Dear Editor,
I agree that it is no one's task but a victim's (of the Oklahoma City bombing or any other tragedy) to ultimately determine how he or she will best achieve closure, given that the victim's methods do not produce other victims.
My heart and prayers go out to these people whose pain I cannot and do not pretend to understand. I hope that they will each find real and lasting peace.
However, to justify capital punishment, no matter how heinous the crime for which it is being administered, on the basis that it is somehow 'the redemption of that contract' between our society and the killed and wounded victims of the Oklahoma City bombing, not only radically misconstrues a healthy relationship between society and the individual but also cheapens the lives of the dead and trivializes the painful recovery of their surviving loved ones.

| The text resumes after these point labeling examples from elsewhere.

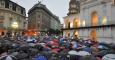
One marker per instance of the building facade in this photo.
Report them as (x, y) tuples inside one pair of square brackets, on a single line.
[(95, 20), (11, 13), (40, 18)]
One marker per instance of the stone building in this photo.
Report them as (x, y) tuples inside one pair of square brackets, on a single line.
[(91, 19), (40, 18), (11, 13)]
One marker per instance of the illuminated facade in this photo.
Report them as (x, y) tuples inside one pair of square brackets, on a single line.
[(41, 19), (11, 12), (95, 20)]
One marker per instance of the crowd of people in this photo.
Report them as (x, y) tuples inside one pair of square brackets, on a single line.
[(54, 48)]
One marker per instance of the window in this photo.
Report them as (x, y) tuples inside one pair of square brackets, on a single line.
[(10, 6), (2, 4), (73, 6)]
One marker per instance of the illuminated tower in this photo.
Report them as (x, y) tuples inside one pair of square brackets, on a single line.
[(74, 7)]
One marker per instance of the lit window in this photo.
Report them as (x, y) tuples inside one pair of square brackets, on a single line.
[(104, 22), (71, 25), (83, 23), (113, 1)]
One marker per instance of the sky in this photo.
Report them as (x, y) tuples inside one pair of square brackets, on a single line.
[(57, 7)]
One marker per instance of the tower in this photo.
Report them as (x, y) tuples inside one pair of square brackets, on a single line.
[(74, 7)]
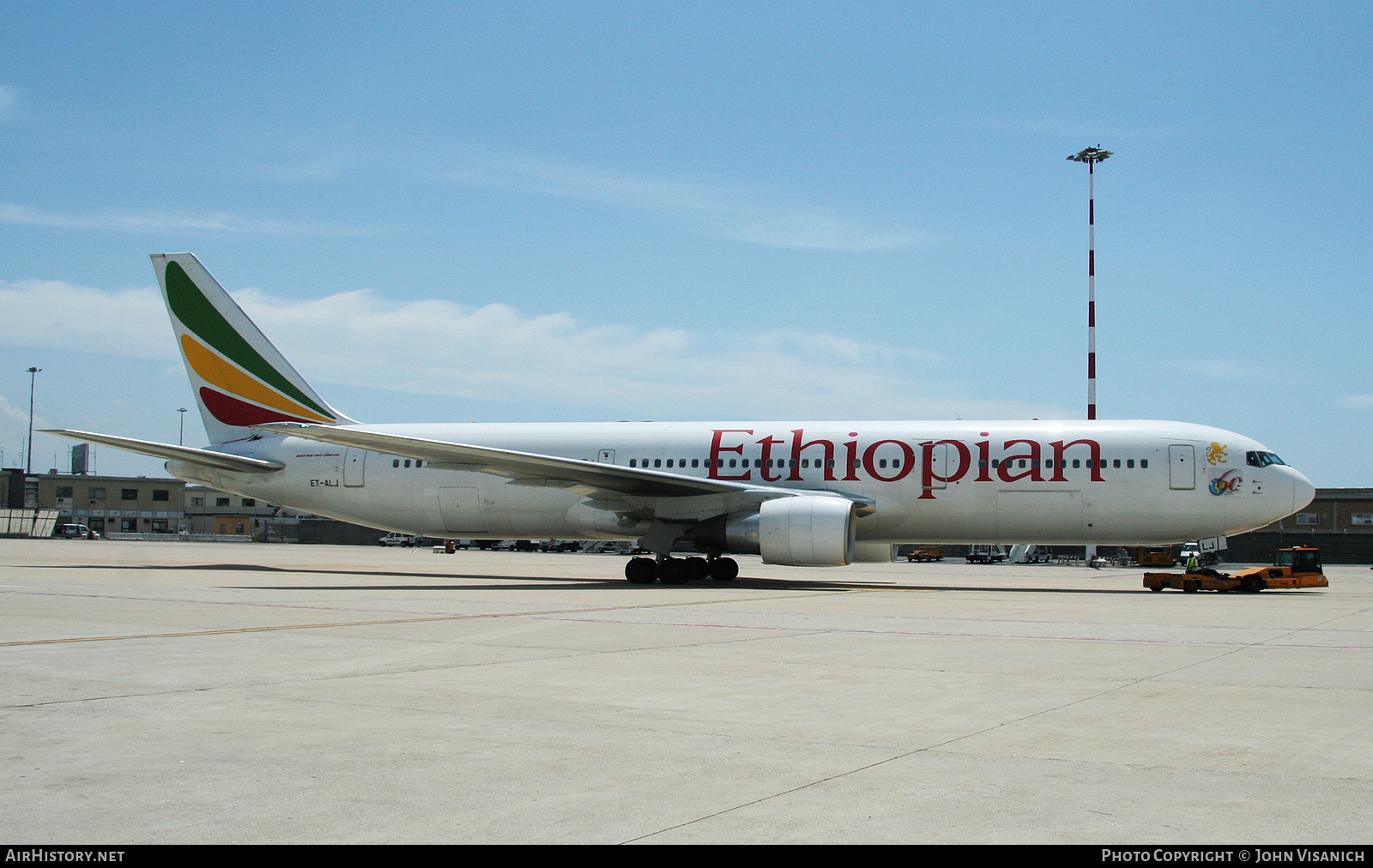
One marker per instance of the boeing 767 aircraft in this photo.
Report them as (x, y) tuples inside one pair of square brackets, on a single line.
[(803, 493)]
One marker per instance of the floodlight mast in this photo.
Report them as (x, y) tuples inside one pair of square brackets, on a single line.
[(1092, 157), (27, 454)]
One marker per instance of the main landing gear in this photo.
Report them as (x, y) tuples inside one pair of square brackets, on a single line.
[(680, 570)]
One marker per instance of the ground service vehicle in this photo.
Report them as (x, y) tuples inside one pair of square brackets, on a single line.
[(1292, 568), (986, 554), (924, 552)]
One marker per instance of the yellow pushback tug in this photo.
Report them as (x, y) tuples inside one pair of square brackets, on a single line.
[(1292, 568)]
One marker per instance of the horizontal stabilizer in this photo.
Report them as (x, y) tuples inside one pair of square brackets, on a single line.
[(203, 458)]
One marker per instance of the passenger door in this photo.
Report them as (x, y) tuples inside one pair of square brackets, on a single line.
[(1182, 467)]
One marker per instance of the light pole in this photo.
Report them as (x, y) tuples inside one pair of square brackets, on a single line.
[(27, 454), (1092, 157)]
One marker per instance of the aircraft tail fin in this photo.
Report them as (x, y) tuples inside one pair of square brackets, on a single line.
[(238, 377)]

If the only thing a society can do to rectify this situation is to kill a person, no matter how guilty, years after the fact and after spending who knows how many dollars, why should any reasonably sane and self-preserving individual want to place their trust in 'us'?
No human action, collective or individual, can compensate for murder, especially not another death. What does this say about how we place value on life?
The author of last week's letter on this topic suggests that one person's life, in this case a terrorist's, taken by society can somehow compensate for the loss of 'twelve million' lives. By this reasoning, Timothy McVeigh's death should certainly give the 250 spectators enough to close this chapter of their lives.
This is absurd, of course, and the survivors would certainly be offended at the suggestion that McVeigh is worth even one, let alone 163, of their loved ones.